Welcome to the forum.

Steve


----------



## eldref (Sep 21, 2009)

Hi Steve,

I'm having problems logging on to your website. Has the password changed? :?: 

Best Regards

Len


----------



## lazersteve (Sep 21, 2009)

Len,

No changes:

User: gold

Password: goldm1ner*

Click login--> Click I agree --> Enjoy the videos and documents

Steve


----------



## eldref (Sep 22, 2009)

Hi Steve,

Thanks for the password confirmation. The only thing I can think of is that maybe I had a mental block with the ending star. I don’t know! But I am now able to log on.

Thanks for your assistance,

Len


----------



## patnor1011 (Nov 26, 2009)

goldsilverpro said:


> Maybe, one was plated by Joe and the other by Frank.



Or it was actually Chang or Wu...


----------



## Harold_V (Nov 26, 2009)

Barren Realms 007 said:


> goldsilverpro said:
> 
> 
> > Maybe, the darker one was plated on a day when the gold plating system was a little out of whack, but the final color, thickness, etc., were still within their parameters. Maybe, they were plated in different facilities. Maybe, one was plated by Joe _*and the other by Frank*_.
> ...




Chuckle!

He didn't say you had anything to do with it. He just said he was going to blame you! <snicker>

:lol: :lol: 

Harold


----------



## Barren Realms 007 (Nov 27, 2009)

Man I'm always getting in trouble or blamed for something. :roll:


----------



## Harold_V (Nov 27, 2009)

Barren Realms 007 said:


> Man I'm always getting in trouble or blamed for something. :roll:


I resemble that remark!

H


----------



## nickvc (Nov 27, 2009)

Harold_V said:


> Barren Realms 007 said:
> 
> 
> > Man I'm always getting in trouble or blamed for something. :roll:
> ...


I like this, a sense of humour despite the serious nature of the forum.Perhaps Noxx should have a Like option added as on facebook :lol:


----------



## Anonymous (Sep 15, 2010)

I would like to send out a big THANK YOU!

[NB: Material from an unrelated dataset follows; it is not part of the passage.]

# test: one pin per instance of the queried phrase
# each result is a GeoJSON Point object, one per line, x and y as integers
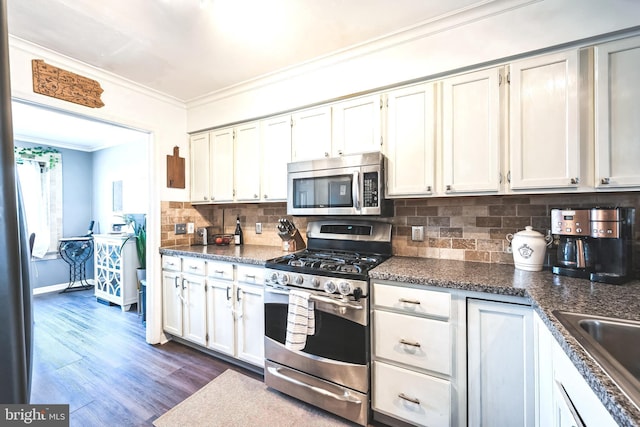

Not for the huge amount of information contained within this site. But for how extremely welcomed I feel here. I must say, I have over the years gotten involved in many different forums along the lines of many different topics. And I cannot think of even one in which the participants have acted more mature, responsible, caring, helpful, etc... the adjectives could literally continue for quite some time. 

I am starting this gold refining adventure/endeavor with little to no knowledge about refining metals. And after some searching through Google and a couple other sites I came across this one. And man, am I happy I did. I feel very confident that if there is anything I may need help with in the near future I will find it here. And I would also like to add that should there be anything I may be of assistance with - I will gladly offer it up!

So again.... Thank you! I am looking forward to many positive interactions between myself and the community here. I cant wait to get started.

ssjTiamat


----------



## butcher (Sep 19, 2010)

ssjTiamat

we are pleased to have you here, and I am willing to learn from you also welcome.


----------



## DarkspARCS (Dec 11, 2010)

Greetings from L.V., NV.

Just wanted to express my gratitude towards the folks who made this opportunity to connect and learn possible.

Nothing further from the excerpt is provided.